Nimue est une célestienne, ce peuple fae lié au monde des Invisibles, mais sa connexion toute particulière avec eux et les étranges cicatrices qu’elle arbore sur tout le corps la tiennent à l’écart de son village. On se méfie d’elle. Lasse d’être considérée comme une paria, la jeune femme est bien décidée à s’enfuir. Or lorsque l’armée « pieuse » des paladins rouges ravage l’endroit qui l’a vu naitre, massacrant tous les êtres qui ne se prosternent pas devant le dieu unique, Nimue sent renaitre son sentiment d’appartenance. Avant de rendre son dernier souffle, sa mère lui confie une épée… une épée qu’elle doit porter à Merlin, cet être de légende auquel plus personne ne croit. Commence alors une quête rouge de sang pour la jeune célestienne…

Je ne sais pas si c’est mon ADN de korrigan breton qui fait que je raffole des réécritures de la légende arthurienne, mais le fait est que j’en raffole. Ici, Thomas Wheeler et Frank Miller nous proposent une genèse très brute et très sanglante du personnage de la Dame du Lac, sur un ton franchement audacieux pour un premier tome de saga ado.
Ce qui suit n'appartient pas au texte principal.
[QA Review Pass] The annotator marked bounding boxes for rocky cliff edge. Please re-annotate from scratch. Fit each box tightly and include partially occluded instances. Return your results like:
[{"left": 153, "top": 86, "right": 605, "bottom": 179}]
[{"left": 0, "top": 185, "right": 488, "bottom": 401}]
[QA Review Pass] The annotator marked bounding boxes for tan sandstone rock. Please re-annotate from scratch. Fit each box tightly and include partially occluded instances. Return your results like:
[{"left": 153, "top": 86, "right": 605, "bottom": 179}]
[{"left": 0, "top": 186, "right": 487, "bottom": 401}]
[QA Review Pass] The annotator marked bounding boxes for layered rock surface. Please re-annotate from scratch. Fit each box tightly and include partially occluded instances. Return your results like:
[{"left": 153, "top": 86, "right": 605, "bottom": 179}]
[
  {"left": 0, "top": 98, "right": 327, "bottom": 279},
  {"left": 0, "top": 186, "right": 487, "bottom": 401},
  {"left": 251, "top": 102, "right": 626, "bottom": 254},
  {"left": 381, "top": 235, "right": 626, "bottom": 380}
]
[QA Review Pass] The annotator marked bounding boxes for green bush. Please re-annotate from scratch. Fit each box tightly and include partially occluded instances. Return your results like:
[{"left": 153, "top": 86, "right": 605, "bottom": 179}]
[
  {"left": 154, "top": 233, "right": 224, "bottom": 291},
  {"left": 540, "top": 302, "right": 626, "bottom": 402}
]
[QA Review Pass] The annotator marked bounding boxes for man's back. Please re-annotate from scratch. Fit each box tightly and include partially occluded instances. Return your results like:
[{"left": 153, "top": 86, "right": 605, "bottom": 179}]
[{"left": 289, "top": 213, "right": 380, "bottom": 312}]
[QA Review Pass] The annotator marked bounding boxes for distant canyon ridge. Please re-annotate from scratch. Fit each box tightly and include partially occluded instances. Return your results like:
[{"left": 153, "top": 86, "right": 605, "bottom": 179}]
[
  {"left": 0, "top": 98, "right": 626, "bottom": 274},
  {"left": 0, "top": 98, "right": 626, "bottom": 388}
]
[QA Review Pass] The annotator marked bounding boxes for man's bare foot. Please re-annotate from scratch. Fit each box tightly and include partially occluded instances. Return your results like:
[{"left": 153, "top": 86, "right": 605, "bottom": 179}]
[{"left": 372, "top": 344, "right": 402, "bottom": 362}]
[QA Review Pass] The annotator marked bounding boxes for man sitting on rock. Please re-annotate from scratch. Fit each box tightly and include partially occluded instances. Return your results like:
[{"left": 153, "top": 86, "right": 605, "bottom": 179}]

Histoire de vous planter le décor, en cette ère légendaire, la royaume d’Uther Pendragon est menacé de toutes parts. Les vikings menacent de l’envahir par les mers et les massacres perpétrés par les fanatiques rouges du dieu unique commencent à échapper à tout contrôle. Dans ce climat de tension et de violence extrême, les nombreux clans fae persécutés sont contraints de se cacher. Le Roi Uther ne peut même plus compter sur son conseiller, Merlin, ce vulgaire ivrogne dont on dit même qu’il a perdu ses pouvoirs. BREF, AMBIANCE.

On comprend vite que la quête personnelle de la jeune Nimue va la dépasser pour mêler de sombres fils politiques et guerriers. De quoi est véritablement faite cette épée ? Et quel symbole pourrait-elle devenir ? entre quelles mains…
Je parlais du ton audacieux de ce roman, de la violence assumée à laquelle on adhèrera ou non mais personnellement, j’applaudis le choix qui a été fait pour Nimue. On voit rarement la colère, la force guerrière associées aux personnages féminins et ici, c’est le cas, sans équivoque, en réponse à un système d’une injustice et d’une violence sans égales. J’ai également beaucoup aimé les réécritures des personnages d’Arthur, petit mercenaire opportuniste au charme ravageur, de Bohort, la grosse brute infâme ou encore de Morgane, viscéralement liée à l’idée de pouvoir entre les mains de son héroïne. Ici pas de pieuse chevalerie, pas d’idéal autre que celui qui va lentement s’incarner en Nimue et en son peuple, mais la survie, surtout, dans un monde qui n’offre plus aucune perspective d’espoir.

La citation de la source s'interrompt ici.